Ella no derramó una sola lágrima más, aunque no habló mucho durante la cena, pese a todos mis intentos de entablar conversación con ella. Dejó medio cuenco de la cena lleno, y eso también era raro en ella. Tenía el mismo apetito que su padre. Se fue a dormir más pronto que de costumbre, y ni Link ni yo intentamos detenerla.

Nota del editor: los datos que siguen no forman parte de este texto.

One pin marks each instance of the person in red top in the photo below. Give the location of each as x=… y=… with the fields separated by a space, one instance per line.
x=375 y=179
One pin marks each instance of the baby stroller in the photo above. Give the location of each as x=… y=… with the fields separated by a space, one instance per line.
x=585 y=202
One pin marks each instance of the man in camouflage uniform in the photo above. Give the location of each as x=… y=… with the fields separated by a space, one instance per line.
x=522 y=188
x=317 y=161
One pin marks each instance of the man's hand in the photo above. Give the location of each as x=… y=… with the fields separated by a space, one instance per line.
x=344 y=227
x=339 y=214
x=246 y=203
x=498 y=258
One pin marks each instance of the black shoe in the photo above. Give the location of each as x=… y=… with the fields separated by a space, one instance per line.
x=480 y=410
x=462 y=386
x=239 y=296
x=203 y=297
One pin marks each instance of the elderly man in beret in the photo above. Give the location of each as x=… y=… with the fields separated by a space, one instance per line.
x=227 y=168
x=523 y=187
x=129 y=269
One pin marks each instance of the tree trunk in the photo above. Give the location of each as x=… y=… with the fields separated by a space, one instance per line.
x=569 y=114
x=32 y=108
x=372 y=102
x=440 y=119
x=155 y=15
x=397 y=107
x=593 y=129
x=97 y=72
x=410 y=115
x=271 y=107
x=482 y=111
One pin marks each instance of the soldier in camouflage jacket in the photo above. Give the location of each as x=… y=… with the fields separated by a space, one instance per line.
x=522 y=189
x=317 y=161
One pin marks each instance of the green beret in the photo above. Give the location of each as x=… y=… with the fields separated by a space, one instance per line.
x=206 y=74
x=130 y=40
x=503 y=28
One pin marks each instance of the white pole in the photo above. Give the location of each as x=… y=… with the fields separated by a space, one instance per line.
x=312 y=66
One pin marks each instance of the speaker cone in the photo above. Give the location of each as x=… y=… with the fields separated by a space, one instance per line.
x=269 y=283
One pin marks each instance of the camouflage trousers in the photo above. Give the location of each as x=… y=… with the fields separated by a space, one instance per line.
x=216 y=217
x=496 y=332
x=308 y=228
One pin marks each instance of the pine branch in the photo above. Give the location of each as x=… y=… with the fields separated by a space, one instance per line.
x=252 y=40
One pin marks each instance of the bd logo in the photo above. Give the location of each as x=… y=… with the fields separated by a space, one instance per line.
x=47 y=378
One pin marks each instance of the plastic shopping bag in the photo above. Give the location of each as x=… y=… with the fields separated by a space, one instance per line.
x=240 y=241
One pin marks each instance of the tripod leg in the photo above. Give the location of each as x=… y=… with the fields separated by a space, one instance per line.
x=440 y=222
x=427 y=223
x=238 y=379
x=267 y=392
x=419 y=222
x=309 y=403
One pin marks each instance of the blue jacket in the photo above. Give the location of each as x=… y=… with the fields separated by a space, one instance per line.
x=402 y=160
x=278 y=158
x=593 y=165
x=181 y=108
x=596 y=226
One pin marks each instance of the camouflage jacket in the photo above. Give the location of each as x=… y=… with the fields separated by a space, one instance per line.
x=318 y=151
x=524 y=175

Más tarde, cuando él y yo estábamos solos junto a la hoguera, dejé que la luz asomara entre mis dedos. Link, que estaba sobre mi regazo, entornó los ojos y se protegió la vista con una mano.
—Lo siento —susurré. Él solo emitió un gruñido. Apenas habíamos intercambiado unas palabras en todo el día. Aparté la mano para no cegarlo con el resplandor dorado.
—¿Por qué lo usas ahora? —me preguntó con el ceño fruncido. Siguió el brillo de mi piel con la mirada.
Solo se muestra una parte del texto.